ITEM 2. CODE OF ETHICS.

     (a)  The registrant has, as of the end of the period covered by this
          report, adopted a code of ethics that applies to the registrant's
          principal executive officer, principal financial officer, principal
          accounting officer or controller, or persons performing similar
          functions, regardless of whether these individuals are employed by the
          registrant or a third party.

     (b)  During the period covered by this report, there were not any
          amendments to a provision of the code of ethics adopted in 2(a) above.

     (c)  During the period covered by this report, there were not any waivers
          or implicit waivers to a provision of the code of ethics adopted in
          2(a) above.

ITEM 3. AUDIT COMMITTEE FINANCIAL EXPERT.

The registrant's Board of Trustees has determined that Douglas A. Hacker, Thomas
E. Stitzel, Anne-Lee Verville and Richard L. Woolworth, each of whom are members
of the registrant's Board of Trustees and Audit Committee, each qualify as an
audit committee financial expert.
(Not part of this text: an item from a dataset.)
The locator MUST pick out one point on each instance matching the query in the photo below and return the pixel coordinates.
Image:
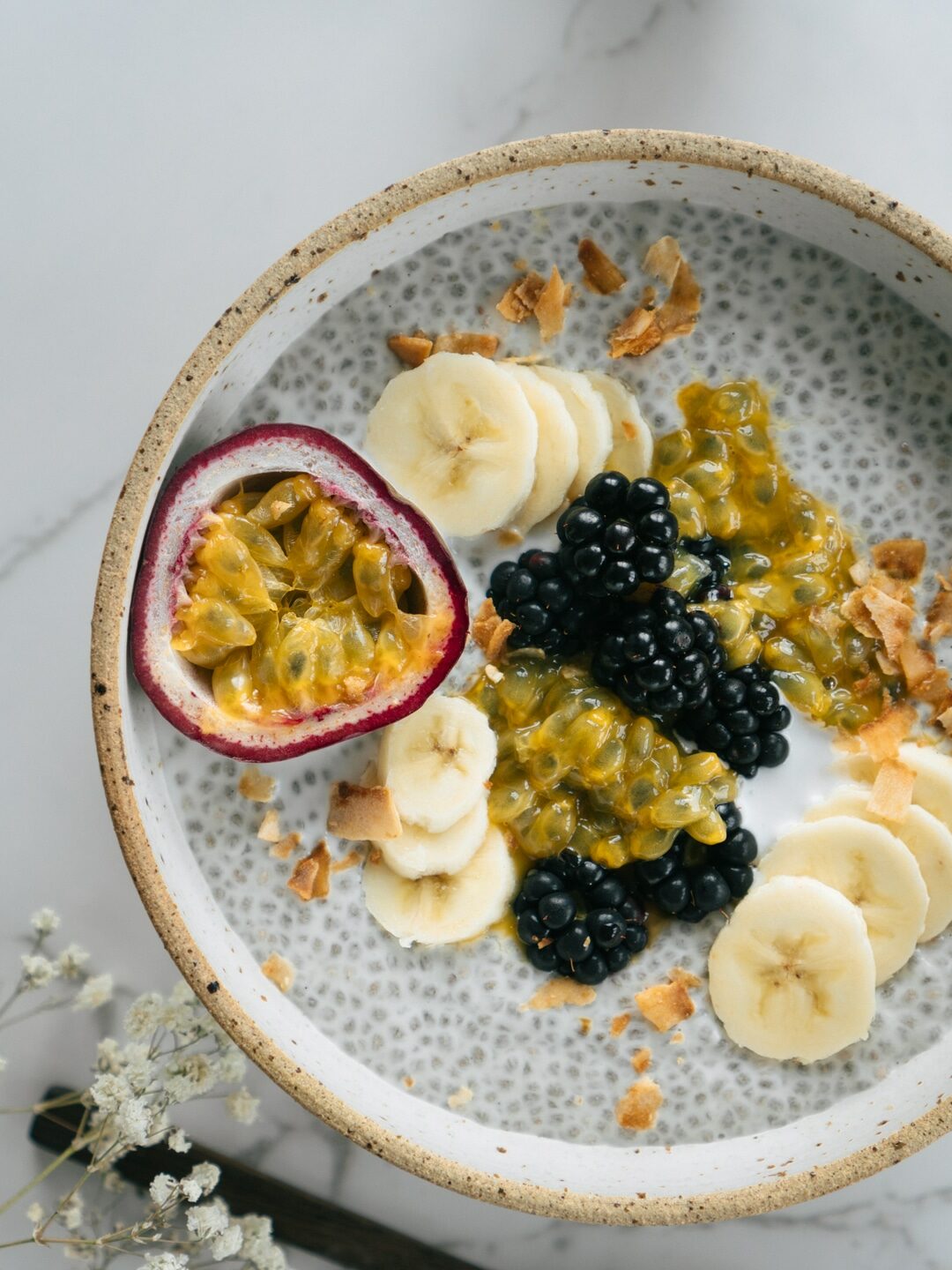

Mr. Hacker, Mr. Stitzel, Ms. Verville and Mr.
Woolworth are each independent trustees, as defined in paragraph (a)(2) of this
item's instructions and collectively constitute the entire Audit Committee.

ITEM 4. PRINCIPAL ACCOUNTANT FEES AND SERVICES.

(a) Aggregate Audit Fees billed by the principal accountant for professional
services rendered during the fiscal years ended November 30, 2005 and November
30, 2004 are approximately as follows:

                                   2005                           2004
                                  $25,000                        $22,900

Audit Fees include amounts related to the audit of the registrant's annual
financial statements or services that are normally provided by the accountant in
connection with statutory and regulatory filings or engagements for those fiscal
years.



(b) Aggregate Audit-Related Fees billed by the principal accountant for
professional services rendered during the fiscal years ended November 30, 2005
and November 30, 2004 are approximately as follows:

                                   2005                           2004
                                  $8,400                         $7,100

Audit-Related Fees include amounts for assurance and related services by the
principal accountant that are reasonably related to the performance of the audit
of the registrant's financial statements and are not reported in Audit Fees
above. In both fiscal years 2005 and 2004, Audit-Related Fees include certain
agreed-upon procedures performed for semi-annual shareholder reports and a
rating agency review.

(c) Aggregate Tax Fees billed by the principal accountant for professional
services rendered during the fiscal years ended November 30, 2005 and November
30, 2004 are approximately as follows:

                                   2005                           2004
                                  $3,100                         $3,100

Tax Fees in both fiscal years 2005 and 2004 consist primarily of the review of
annual tax returns. Tax fees include amounts for professional services by the
principal accountant for tax compliance, tax advice and tax planning.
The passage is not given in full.